Omella llega a Barcelona «sin prejuicios» y abierto a todos

Juan José Omella (d), durante su toma de posesión como nuevo arzobispo de Barcelona en sustitución del cardenal Luis Martínez Sistach.

El nuevo arzobispo tomó posesión ante 59 obispos de toda España y más de 2.500 fieles.

«Libre de prejuicios» y abierto a todos «sin excluir a nadie». Así se presentó ayer el ya arzobispo de Barcelona, Juan José Omella, en la homilía de la eucaristía en la que tomó posesión. Lo hizo ante su precedesor, el cardenal Lluís Martínez Sistach, el nuncio del Papa en España, Renzo Fratini y otros casi 60 obispos españoles que acudieron a la celebración.

En una intervención en la que compaginó el castellano y el catalán, reconoció que entra «con emoción» en una Iglesia «regada por la sangre de mártires y santos», de los que dijo se aprende a trabajar «por la paz, la libertad, la unión y la reconciliación». «Nuestras vidas deben ofrecer la paz y el perdón a todos los hombres, de manera que ya no haya guerra ni divisiones entre nosotros».

Tras esta llamada a la unidad contra la violencia, el terrorismo, la injusticia y la exclusión por razones ideológicas, Omella reiteró que como obispo su prioridad es estar cerca de los fieles: «Quiero escucharos, compartir los gozos y los sufrimientos que os agobien; quiero caminar con vosotros en la búsqueda de la luz que viene del Señor y que nos empuje a ser testigos humildes y valientes en esta sociedad del siglo XXI». Y confesó los tres iconos bíblicos que tiene presentes desde que el Papa Francisco hizo público su nombramiento.

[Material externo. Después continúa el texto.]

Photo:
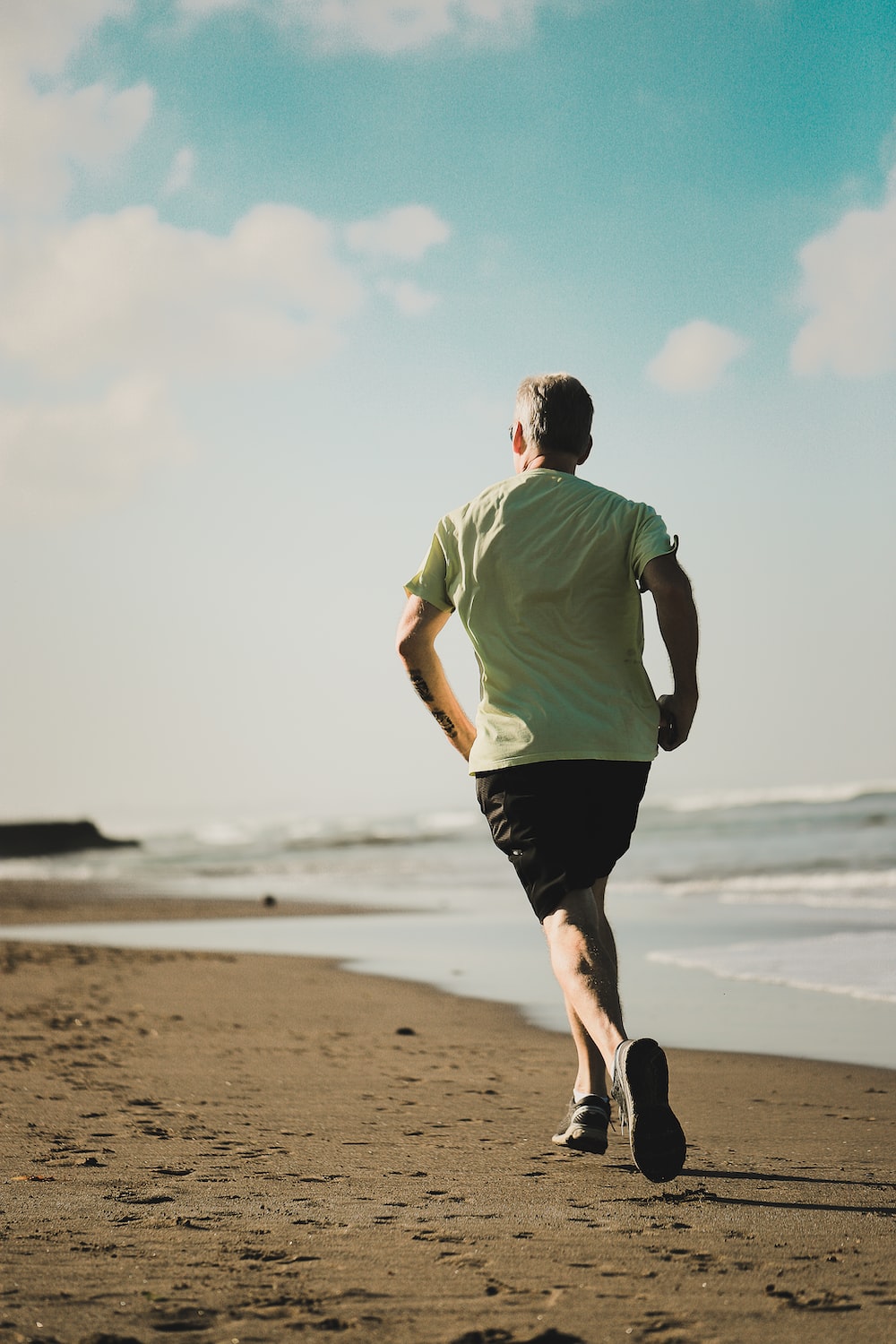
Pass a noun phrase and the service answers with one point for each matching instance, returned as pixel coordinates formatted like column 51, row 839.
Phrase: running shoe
column 641, row 1090
column 584, row 1126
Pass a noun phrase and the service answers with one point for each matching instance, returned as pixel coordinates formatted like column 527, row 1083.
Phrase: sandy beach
column 249, row 1148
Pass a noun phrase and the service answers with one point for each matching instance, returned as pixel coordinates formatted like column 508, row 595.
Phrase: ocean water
column 762, row 924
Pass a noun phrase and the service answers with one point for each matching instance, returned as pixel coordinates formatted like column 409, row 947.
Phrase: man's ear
column 519, row 440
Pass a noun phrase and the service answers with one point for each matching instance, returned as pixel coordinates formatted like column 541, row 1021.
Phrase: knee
column 568, row 945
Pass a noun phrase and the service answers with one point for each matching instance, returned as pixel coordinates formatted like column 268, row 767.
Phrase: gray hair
column 555, row 413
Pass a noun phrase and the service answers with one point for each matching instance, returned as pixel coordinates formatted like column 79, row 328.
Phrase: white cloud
column 43, row 134
column 409, row 297
column 32, row 38
column 136, row 306
column 118, row 292
column 694, row 357
column 849, row 287
column 62, row 460
column 390, row 26
column 405, row 233
column 182, row 172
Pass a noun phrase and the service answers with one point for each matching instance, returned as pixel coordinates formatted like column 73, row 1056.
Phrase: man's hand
column 676, row 717
column 677, row 617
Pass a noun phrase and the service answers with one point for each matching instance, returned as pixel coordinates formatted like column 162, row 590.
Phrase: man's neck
column 551, row 462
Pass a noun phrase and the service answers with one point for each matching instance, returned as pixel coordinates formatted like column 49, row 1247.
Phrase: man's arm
column 677, row 617
column 417, row 632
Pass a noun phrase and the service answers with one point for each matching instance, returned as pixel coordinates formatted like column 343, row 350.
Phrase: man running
column 546, row 572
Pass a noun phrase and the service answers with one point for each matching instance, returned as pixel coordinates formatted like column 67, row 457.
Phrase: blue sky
column 271, row 271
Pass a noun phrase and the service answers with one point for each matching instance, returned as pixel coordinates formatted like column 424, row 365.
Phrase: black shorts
column 562, row 824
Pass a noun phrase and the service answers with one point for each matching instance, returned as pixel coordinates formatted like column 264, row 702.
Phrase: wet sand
column 263, row 1148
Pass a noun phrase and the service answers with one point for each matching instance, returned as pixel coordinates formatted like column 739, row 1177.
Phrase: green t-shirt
column 543, row 570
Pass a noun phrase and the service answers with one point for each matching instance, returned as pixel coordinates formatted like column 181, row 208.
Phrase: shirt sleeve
column 430, row 581
column 649, row 539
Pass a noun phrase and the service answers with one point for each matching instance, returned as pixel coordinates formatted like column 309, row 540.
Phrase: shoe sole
column 583, row 1140
column 641, row 1089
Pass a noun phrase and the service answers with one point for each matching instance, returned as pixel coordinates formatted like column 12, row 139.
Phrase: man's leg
column 583, row 957
column 591, row 1075
column 584, row 962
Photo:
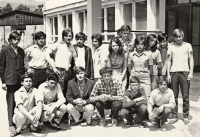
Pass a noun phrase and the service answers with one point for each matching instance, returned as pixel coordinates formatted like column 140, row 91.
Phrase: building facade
column 106, row 16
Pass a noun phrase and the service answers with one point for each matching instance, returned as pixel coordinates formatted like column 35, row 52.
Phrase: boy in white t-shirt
column 180, row 71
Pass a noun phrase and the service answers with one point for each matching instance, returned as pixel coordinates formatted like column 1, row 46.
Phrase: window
column 67, row 21
column 128, row 14
column 53, row 23
column 82, row 21
column 141, row 15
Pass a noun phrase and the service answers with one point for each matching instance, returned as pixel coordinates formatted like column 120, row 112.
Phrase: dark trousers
column 39, row 77
column 11, row 89
column 140, row 110
column 115, row 107
column 180, row 78
column 162, row 116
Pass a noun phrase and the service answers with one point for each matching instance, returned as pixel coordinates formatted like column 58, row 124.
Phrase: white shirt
column 180, row 56
column 81, row 56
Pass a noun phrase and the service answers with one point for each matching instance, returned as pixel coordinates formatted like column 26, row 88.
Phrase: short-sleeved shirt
column 27, row 99
column 99, row 60
column 156, row 59
column 114, row 89
column 51, row 95
column 35, row 57
column 158, row 98
column 139, row 64
column 63, row 54
column 180, row 56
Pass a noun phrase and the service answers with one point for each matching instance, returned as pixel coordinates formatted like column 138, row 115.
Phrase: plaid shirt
column 114, row 89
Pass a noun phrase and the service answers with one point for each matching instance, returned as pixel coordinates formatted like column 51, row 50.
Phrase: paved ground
column 178, row 129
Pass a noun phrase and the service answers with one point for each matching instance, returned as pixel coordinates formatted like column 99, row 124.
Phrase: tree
column 39, row 8
column 23, row 7
column 6, row 9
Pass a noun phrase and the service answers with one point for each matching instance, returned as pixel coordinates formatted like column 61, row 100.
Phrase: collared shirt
column 35, row 57
column 50, row 96
column 180, row 56
column 27, row 99
column 156, row 59
column 63, row 54
column 158, row 98
column 81, row 86
column 114, row 89
column 140, row 63
column 163, row 53
column 99, row 60
column 81, row 56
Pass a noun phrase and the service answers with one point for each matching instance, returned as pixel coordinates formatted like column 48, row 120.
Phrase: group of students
column 45, row 83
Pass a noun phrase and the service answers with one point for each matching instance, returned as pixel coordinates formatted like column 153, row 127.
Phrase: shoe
column 163, row 128
column 114, row 122
column 37, row 130
column 141, row 125
column 54, row 125
column 102, row 122
column 186, row 121
column 172, row 121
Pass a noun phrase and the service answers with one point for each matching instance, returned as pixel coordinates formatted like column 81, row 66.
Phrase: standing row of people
column 142, row 61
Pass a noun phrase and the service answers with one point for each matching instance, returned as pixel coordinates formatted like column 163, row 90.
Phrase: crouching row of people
column 47, row 104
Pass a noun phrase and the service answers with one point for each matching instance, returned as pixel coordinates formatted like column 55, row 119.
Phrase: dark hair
column 105, row 70
column 13, row 35
column 78, row 69
column 162, row 36
column 26, row 76
column 98, row 37
column 161, row 79
column 125, row 28
column 141, row 39
column 53, row 77
column 134, row 79
column 80, row 35
column 65, row 32
column 118, row 42
column 149, row 38
column 39, row 34
column 178, row 31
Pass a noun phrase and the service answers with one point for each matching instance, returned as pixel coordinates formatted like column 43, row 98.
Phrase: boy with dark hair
column 84, row 55
column 28, row 106
column 54, row 106
column 37, row 64
column 79, row 90
column 107, row 94
column 161, row 103
column 136, row 103
column 11, row 69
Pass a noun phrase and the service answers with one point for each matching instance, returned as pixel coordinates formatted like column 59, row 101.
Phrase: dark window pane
column 171, row 2
column 141, row 15
column 111, row 18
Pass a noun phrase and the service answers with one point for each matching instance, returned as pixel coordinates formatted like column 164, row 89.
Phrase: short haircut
column 40, row 34
column 118, row 42
column 26, row 76
column 162, row 36
column 177, row 32
column 13, row 35
column 151, row 37
column 80, row 35
column 141, row 39
column 105, row 70
column 161, row 79
column 78, row 69
column 98, row 37
column 125, row 28
column 67, row 31
column 134, row 79
column 53, row 77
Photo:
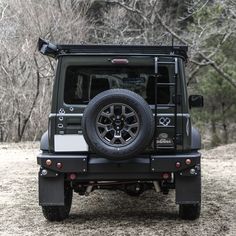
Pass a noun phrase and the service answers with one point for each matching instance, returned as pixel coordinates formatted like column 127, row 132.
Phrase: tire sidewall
column 137, row 103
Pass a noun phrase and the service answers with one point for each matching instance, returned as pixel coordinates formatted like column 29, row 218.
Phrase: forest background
column 208, row 27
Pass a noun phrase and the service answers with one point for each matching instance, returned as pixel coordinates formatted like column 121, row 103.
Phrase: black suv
column 119, row 120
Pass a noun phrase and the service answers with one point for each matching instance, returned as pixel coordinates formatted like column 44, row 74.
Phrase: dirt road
column 115, row 213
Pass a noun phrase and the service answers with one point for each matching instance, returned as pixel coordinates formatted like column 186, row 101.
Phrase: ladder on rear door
column 173, row 104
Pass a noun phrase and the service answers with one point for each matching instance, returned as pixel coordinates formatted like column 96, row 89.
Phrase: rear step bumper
column 143, row 167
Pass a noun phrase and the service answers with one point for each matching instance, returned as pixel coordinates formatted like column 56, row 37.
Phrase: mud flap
column 188, row 189
column 51, row 190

El primero –«Sal de tu tierra y vete al país que yo te mostraré» (Génesis 12,1)– tiene que ver con ponerse en camino, un camino que quiere hacerlo «libre de prejuicios, con un corazón abierto y unos oídos atentos». Un recorrido, añadió, que «exige saber despropiarnos de nosotros mismos, estar abiertos a lo que vayamos descubriendo en el camino, acogiéndolo como un don de Dios». En este punto, citó a Saint Exupery: «Lo esencial es invisible a los ojos; lo que embellece al desierto es que en algún lugar esconde un pozo».

El segundo icono de Omella procede del profeta Jeremías –«¡Ah, Señor! Mira que no sé expresarme, que soy un muchacho»– y reconoció con él que sus fuerzas «son muy limitadas» y que siente en su corazón «mucho temblor y temor». Por eso, quiere recorrer el camino «codo con codo con todos vosotros, porque todos somos y formamos la Iglesia». «Sí, quiero contar con vosotros bautizados, padres y madres de familia, niños y jóvenes, adultos y ancianos; quiero contar con vosotros sacerdotes, diáconos y miembros de la vida consagrada; todos juntos formamos el pueblo santo de Dios», explicó.

La última imagen nace de las palabras de Jesús en el Evangelio de Juan –«Otro te ceñirá y te llevará a donde tú no quieras. Sígueme»–, que no son más que una llamada a la evangelización que, para Omella, exige hoy «una gran conversión». En este sentido, agregó: «No podemos anclarnos en viejos métodos o en ideologías mundanas. Los últimos Papas nos invitan a llevar la frescura del Evangelio y el compromiso con los pobres y necesitados».

Llegados a este punto, y con un lenguaje muy cercano al Papa Francisco y a su exhortación Evangelii Gaudium, Omella recalcó que la Iglesia «está llamada a salir de sí misma, no sólo a las periferias geográficas, sino también a las existenciales; las del misterio del pecado, las del dolor, las de la ignorancia, las del pensamiento, las de toda miseria». «Cuando la Iglesia no lo hace –continuó–, se vuelve autorreferencial y entonces enferma. Cuando la Iglesia se hace a sí misma el centro de su misión, encierra a Cristo dentro de sí y no lo deja salir». Con todo, reconoció que ahora toca predicar la Buena Nueva de Jesús «en esta gran ciudad de Barcelona, en esta gran urbe, en la que hay corrientes secularizadas y secularizantes, a la vez que cristianos ejemplares».